The Nanite Precedent
Unreal Engine 5’s Nanite system is the most prominent production implementation of this general architecture. Nanite extends it with a LOD system built around a cluster hierarchy: meshes are stored as a tree of meshlet clusters at different levels of detail, and the culling pass also decides which LOD level to use for each visible cluster based on projected screen size.
Nanite’s visibility buffer approach is also worth noting. Rather than rendering geometry into a traditional G-buffer, the first pass writes only a 64-bit visibility value per pixel: 32 bits for the meshlet ID and 32 bits for the triangle ID within the meshlet. Material evaluation happens in a second screen-space pass that reads this buffer and runs material shaders only for pixels that actually appear on screen. This completely eliminates overdraw cost for material evaluation, which matters most for scenes with complex surface shaders.
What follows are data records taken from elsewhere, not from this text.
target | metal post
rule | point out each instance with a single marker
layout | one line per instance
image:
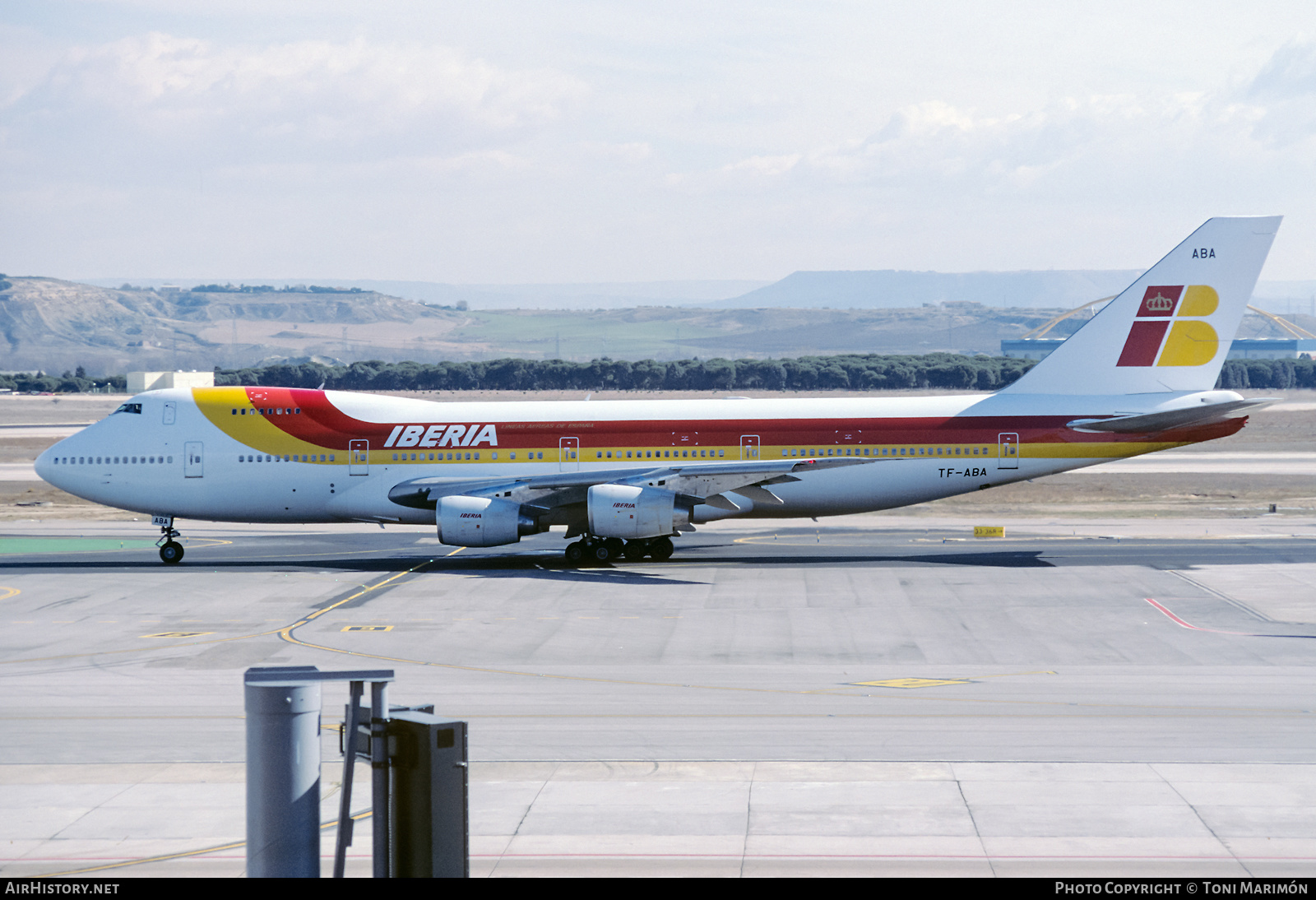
(283, 778)
(349, 768)
(382, 824)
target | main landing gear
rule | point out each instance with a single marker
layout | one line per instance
(591, 550)
(171, 551)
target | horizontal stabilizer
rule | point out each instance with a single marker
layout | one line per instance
(1165, 421)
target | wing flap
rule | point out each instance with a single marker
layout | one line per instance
(699, 480)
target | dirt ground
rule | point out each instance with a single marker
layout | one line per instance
(1291, 427)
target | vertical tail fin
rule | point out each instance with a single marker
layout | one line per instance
(1171, 329)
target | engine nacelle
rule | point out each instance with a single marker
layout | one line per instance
(632, 512)
(480, 522)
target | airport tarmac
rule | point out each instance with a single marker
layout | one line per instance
(868, 695)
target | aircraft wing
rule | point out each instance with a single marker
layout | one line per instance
(694, 483)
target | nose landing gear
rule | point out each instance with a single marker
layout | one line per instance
(171, 551)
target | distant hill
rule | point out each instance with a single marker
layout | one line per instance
(50, 324)
(595, 295)
(892, 290)
(54, 325)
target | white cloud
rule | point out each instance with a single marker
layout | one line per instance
(350, 92)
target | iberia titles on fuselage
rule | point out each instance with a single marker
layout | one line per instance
(629, 476)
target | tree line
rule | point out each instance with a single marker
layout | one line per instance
(853, 373)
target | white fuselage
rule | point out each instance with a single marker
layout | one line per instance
(186, 452)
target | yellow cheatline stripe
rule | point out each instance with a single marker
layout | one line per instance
(332, 823)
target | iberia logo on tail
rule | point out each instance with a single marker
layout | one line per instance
(1181, 312)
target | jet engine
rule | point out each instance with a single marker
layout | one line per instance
(632, 513)
(480, 522)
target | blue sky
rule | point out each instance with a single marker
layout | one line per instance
(503, 142)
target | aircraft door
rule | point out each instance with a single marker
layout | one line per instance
(569, 454)
(192, 459)
(359, 457)
(1007, 456)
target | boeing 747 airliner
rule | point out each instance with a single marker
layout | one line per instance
(627, 476)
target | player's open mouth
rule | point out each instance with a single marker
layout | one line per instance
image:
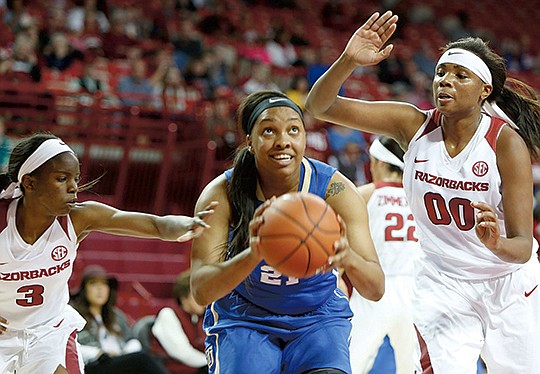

The combination of fine-grained GPU-driven culling and deferred material evaluation is what lets Nanite handle scenes with hundreds of millions of triangles at real-time frame rates on current console and PC hardware.
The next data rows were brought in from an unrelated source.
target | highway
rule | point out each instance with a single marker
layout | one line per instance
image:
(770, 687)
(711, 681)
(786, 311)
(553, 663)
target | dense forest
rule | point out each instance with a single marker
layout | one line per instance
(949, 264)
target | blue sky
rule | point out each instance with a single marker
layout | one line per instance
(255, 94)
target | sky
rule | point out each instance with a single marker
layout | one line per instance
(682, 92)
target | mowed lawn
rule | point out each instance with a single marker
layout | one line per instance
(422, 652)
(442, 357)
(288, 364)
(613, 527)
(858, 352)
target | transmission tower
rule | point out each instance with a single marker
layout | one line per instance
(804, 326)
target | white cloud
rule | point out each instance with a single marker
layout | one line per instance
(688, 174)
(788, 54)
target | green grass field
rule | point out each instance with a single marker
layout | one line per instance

Where This Leaves Traditional Approaches
None of this means that old-school CPU culling is useless. For smaller projects, scenes with modest triangle budgets, or targets without mesh shader support (which still includes most mobile hardware and older consoles), the overhead of setting up a full GPU-driven pipeline outweighs the benefit. A scene with 2,000 objects does not need indirect draws and compute-side Hi-Z; a BVH traversal on the CPU works fine.
Mesh shaders require DirectX 12 Ultimate or Vulkan with VK_EXT_mesh_shader, which has been broadly supported on desktop since around 2022 but is still absent on many embedded and mobile targets. Even on desktop, older hardware like NVIDIA’s Turing generation supports mesh shaders with worse performance than Ampere and later because the hardware implementation was not optimized until the dedicated mesh shader processors arrived.
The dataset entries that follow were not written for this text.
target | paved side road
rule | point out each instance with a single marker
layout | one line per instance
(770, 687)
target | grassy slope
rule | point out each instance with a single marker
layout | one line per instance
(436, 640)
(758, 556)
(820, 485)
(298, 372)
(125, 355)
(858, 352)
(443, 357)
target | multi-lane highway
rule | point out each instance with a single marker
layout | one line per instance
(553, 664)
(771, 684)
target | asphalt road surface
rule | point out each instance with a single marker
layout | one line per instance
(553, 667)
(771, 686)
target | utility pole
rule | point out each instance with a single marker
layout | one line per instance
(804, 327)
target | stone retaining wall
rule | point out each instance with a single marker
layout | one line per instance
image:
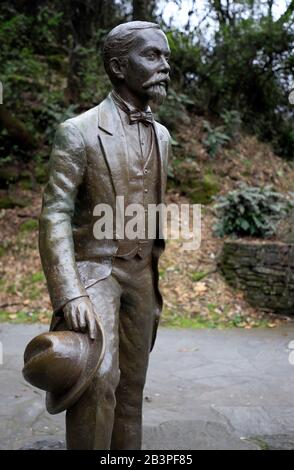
(264, 271)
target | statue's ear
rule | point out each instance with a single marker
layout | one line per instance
(116, 68)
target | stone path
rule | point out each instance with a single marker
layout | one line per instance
(206, 389)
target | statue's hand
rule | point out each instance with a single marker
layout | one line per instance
(79, 316)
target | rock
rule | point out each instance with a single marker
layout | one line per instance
(264, 271)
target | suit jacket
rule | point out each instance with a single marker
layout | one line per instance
(88, 165)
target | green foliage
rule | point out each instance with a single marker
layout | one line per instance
(174, 110)
(215, 139)
(232, 123)
(251, 211)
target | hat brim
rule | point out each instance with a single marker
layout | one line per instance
(56, 403)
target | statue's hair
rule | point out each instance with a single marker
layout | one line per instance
(120, 39)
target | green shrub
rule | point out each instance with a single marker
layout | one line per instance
(251, 211)
(215, 139)
(232, 123)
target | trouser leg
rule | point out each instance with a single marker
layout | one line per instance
(89, 422)
(135, 334)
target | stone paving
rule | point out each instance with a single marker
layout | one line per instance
(206, 389)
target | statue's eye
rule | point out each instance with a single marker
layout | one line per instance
(151, 56)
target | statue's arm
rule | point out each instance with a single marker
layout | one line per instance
(67, 166)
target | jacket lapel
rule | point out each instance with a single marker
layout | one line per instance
(162, 145)
(114, 146)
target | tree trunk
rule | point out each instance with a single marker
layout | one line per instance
(16, 128)
(143, 10)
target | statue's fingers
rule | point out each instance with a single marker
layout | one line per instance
(67, 317)
(91, 325)
(74, 320)
(82, 319)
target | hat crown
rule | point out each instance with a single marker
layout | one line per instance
(54, 361)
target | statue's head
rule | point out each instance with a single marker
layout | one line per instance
(136, 57)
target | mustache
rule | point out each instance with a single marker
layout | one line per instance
(161, 79)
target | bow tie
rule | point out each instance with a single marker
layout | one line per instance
(141, 116)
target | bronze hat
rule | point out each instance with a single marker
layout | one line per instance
(63, 364)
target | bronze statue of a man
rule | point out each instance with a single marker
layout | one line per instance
(115, 149)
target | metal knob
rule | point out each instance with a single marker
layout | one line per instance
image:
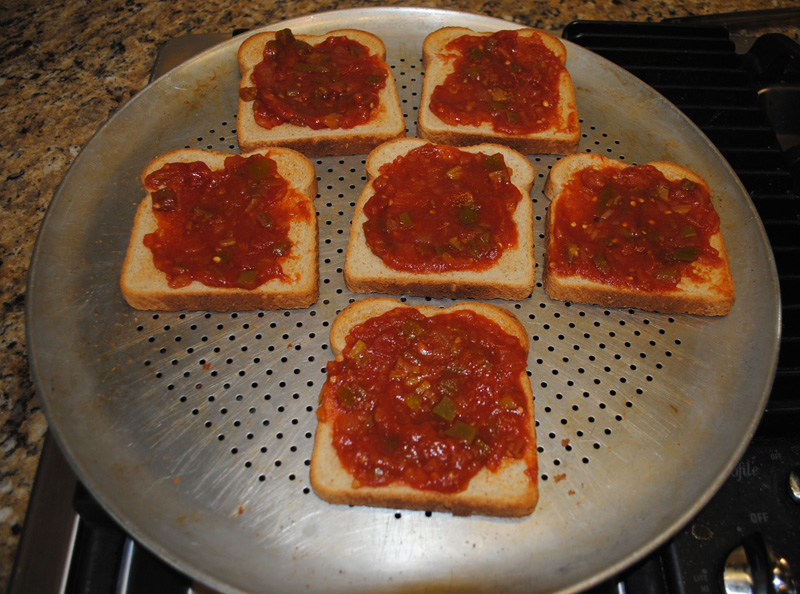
(794, 484)
(752, 568)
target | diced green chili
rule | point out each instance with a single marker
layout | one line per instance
(686, 254)
(446, 409)
(462, 430)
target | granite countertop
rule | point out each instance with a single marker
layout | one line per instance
(67, 66)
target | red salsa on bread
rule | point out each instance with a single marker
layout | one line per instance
(508, 80)
(438, 208)
(335, 84)
(633, 228)
(223, 228)
(427, 401)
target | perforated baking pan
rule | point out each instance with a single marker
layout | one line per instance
(195, 429)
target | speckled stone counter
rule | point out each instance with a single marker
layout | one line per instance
(67, 66)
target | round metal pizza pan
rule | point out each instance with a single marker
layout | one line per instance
(195, 430)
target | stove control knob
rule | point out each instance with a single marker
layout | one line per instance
(752, 568)
(794, 484)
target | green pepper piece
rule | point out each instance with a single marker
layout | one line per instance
(668, 273)
(446, 409)
(508, 403)
(455, 172)
(686, 254)
(282, 248)
(258, 167)
(449, 386)
(414, 401)
(462, 430)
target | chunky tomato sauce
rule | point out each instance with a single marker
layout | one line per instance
(427, 401)
(633, 228)
(438, 209)
(224, 228)
(334, 84)
(508, 80)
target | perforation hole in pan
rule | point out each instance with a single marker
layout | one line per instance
(252, 379)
The practical answer for most engines is a tiered system: GPU-driven culling with meshlets for high-end desktop targets, traditional CPU frustum culling with per-object Hi-Z for mid-range targets, and conservative CPU-only frustum culling for mobile. The code paths diverge in the scene submission layer; the rest of the engine sees the same abstract draw list either way.
What Actually Matters in Practice
Having spent time looking at rendering code across several projects, the culling technique is often not the bottleneck people expect. Hi-Z occlusion culling gives the largest wins in scenes with dense occlusion: urban environments, caves, interior spaces. Open terrain or space scenes have low occlusion depth and gain little from Hi-Z; frustum culling and LOD selection do most of the work there.
Meshlet cone culling typically saves 30-50% of triangles for organic meshes like characters and vegetation, where large portions of the surface are consistently back-facing from typical view angles. Hard-surface architecture meshes often have normals distributed in all directions and benefit less from cone culling, though frustum culling at the meshlet level still helps.
The real architectural gain from the GPU-driven approach is not culling efficiency in isolation. It is that the CPU is no longer in the hot path for scene submission. Removing the CPU bottleneck on draw call throughput unlocks the ability to fill the GPU completely, which is where the actual frame time comes from. Better culling is almost a side effect of a pipeline designed primarily to saturate GPU execution units without CPU intervention.